Influence of osmotic shrinkage, swelling, and dehydration on large unilamellar liposomes (LUVs) of 1,2-dioleoylsn-glycero-3-phosphocholine (DOPC) was investigated using the fluorescent lipid probes 1-palmitoyl-2-[10-(pyren-1-yl)]-decanoyl-sn-glycero-3-phosphocholi ne (PPDPC) and 1,2-bis[10-(pyren-1-yl)]decanoyl-sn-glycero-3-phosphocholine (bisPDPC). Increasing concentrations of poly(ethylene glycol) (PEG, average molecular weight of 6000) producing osmotic gradients delta omega up to 250 mOsm/kg were first added to the outside of LUV labeled with 0.1 mol% of either of the above fluorescent phospholipids. The resulting osmotic shrinkage was accompanied by a progressive reduction in the lateral diffusion of the membrane-incorporated PPDPC, evident as a decrease in the rate of its intermolecular excimer formation. In contrast, under the same conditions the rate of intramolecular excimer formation by bisPDPC increased. Notably, signals opposite to those described above were observed for both of the fluorescent probes upon osmotic swelling of DOPC liposomes with encapsulated PEG. The lateral diffusion of PPDPC became progressively reduced upon membrane dehydration due to increasing concentrations of symmetrically distributed PEG (with equal polymer concentrations inside and outside of the liposomes) when neither shrinkage nor swelling occurs while enhanced excimer formation by bisPDPC was evident. The later results were interpreted in terms of osmotically induced changes in the hydration of lipids. In brief, the removal of water from the phospholipid hydration shell diminishes the effective size of the polar headgroup, which subsequently allows for an enhanced lateral packing of the phospholipid acyl chains. Our findings are readily compatible with membrane free volume Vf changes due to osmotic forces under three different kinds of stress (shrinkage, swelling, and dehydration) applied on the lipid bilayers.

pH-dependent binding of the fluorophore bis-ANS to influenza virus reflects the conformational change of hemagglutinin

Binding of the fluorophore 1,1'-bis(4-anilino)naphthalene-5,5'-disulfonic acid (bis-ANS) to influenza virus A/PR 8/34 is strongly enhanced at low pH. Binding is accompanied by a significant increase in fluorescence intensity. The binding and the fluorescence increase are associated with the low-pH induced conformational change of the viral spike protein, hemagglutinin, exposing hydrophobic binding sites. The data indicate that in addition to the hydrophobic N-terminus of HA2 other hydrophobic sequences of the HA ectodomain become accessible to bis-ANS at low pH. It is shown that the time course of the fluorescence increase of bis-ANS at low pH is determined by the conformational change of HA. The application of this assay for continuously monitoring the kinetics of the structural alteration in HA is discussed and its relevance for elucidating the temporal relationship between the conformational change of HA and virus-membrane fusion is outlined.

Role of hydrophobic interactions in the fusion activity of influenza and Sendai viruses towards model membranes

We have studied the role of hydrophobic interactions in the fusion activity of two lipid enveloped viruses, influenza and Sendai. Using the fluorescent probe ANS (1-aminonaphtalene-8-sulfonate) we have shown that low-pH-dependent influenza virus activation involves a marked increase in the viral envelope hydrophobicity.

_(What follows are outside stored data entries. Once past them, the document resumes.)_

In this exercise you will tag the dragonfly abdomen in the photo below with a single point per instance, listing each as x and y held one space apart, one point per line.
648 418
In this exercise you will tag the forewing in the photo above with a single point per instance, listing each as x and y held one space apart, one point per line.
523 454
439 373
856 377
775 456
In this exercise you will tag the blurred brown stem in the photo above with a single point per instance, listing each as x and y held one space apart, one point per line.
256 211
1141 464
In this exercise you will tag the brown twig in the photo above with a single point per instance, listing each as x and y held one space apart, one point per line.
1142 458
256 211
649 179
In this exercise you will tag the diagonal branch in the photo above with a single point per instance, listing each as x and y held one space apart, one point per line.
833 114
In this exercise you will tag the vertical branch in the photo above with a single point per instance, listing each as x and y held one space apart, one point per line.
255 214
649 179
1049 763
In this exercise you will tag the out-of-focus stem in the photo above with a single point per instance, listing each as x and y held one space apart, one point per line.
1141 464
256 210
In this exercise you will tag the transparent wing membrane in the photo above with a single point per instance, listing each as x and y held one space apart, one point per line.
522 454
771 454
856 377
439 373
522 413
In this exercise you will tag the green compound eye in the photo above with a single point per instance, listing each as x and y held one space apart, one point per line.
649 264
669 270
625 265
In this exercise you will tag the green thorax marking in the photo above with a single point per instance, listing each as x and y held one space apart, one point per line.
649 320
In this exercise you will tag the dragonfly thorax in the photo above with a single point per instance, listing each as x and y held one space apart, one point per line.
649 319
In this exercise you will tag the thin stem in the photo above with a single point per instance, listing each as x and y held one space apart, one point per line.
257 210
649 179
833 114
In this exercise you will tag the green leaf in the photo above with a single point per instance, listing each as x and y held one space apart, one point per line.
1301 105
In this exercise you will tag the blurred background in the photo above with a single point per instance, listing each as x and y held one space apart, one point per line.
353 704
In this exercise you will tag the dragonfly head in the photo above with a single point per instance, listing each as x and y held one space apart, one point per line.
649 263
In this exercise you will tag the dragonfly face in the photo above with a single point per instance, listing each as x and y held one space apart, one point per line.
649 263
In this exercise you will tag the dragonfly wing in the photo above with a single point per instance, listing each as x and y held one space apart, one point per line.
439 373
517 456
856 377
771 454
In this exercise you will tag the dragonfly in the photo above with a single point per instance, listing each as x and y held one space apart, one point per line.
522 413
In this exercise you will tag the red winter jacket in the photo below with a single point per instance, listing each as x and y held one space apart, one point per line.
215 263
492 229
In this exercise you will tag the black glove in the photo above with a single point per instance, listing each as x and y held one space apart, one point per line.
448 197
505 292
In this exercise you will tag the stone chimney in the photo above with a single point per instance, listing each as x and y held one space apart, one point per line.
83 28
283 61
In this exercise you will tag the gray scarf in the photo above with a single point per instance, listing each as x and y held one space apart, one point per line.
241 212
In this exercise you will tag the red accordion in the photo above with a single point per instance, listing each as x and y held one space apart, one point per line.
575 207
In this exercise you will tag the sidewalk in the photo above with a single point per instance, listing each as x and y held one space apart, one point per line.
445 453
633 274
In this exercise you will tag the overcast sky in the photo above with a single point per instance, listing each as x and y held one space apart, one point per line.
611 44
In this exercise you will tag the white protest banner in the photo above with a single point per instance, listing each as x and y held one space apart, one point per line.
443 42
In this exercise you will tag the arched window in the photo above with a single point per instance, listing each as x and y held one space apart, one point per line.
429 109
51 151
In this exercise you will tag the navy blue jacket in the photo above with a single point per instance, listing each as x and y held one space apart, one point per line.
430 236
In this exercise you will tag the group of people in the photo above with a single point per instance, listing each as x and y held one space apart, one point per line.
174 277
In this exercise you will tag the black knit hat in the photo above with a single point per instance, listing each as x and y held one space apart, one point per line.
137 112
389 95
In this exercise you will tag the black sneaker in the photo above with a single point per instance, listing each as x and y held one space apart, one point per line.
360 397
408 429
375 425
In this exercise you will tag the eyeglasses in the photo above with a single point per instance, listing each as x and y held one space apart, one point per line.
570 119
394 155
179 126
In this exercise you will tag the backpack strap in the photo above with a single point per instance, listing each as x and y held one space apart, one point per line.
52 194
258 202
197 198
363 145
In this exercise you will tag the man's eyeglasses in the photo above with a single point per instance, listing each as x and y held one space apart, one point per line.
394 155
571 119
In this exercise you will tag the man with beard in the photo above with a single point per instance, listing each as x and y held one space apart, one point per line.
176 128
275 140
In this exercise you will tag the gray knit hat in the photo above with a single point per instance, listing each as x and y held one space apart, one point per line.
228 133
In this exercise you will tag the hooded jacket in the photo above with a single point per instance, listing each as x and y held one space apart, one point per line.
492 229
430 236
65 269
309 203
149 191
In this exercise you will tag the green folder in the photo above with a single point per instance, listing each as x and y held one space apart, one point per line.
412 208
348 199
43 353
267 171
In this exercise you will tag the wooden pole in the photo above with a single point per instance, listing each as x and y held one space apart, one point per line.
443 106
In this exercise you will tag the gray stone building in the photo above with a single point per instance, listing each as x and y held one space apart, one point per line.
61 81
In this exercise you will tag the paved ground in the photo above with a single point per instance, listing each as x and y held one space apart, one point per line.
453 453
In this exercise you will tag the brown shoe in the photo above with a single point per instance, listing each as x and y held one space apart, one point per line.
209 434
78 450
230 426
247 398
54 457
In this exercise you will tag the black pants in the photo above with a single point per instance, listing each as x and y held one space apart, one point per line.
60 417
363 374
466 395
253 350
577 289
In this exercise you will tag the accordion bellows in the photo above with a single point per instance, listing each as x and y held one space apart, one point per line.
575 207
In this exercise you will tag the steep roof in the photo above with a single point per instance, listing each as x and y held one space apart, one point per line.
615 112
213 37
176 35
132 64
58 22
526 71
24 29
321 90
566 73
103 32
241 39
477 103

The effect of dehydrating agents on the fusion activity of both viruses towards model lipid membranes was studied using a fluorescence dequenching assay. Dehydrating agents such as dimethylsulfoxide and dimethylsulfone greatly enhanced the initial rate of the fusion process, the effect of dimethylsulfone doubling that of dimethylsulfoxide. The effect of poly(ethylene glycol) on the fusion process was found to be dependent on the polymer concentration and molecular weight. In general, similar observations were made for both viruses. These results stress the importance of dehydration and hydrophobic interactions in the fusion activity of influenza and Sendai viruses, and show that these factors may be generally involved in membrane fusion events mediated by many other lipid enveloped viruses.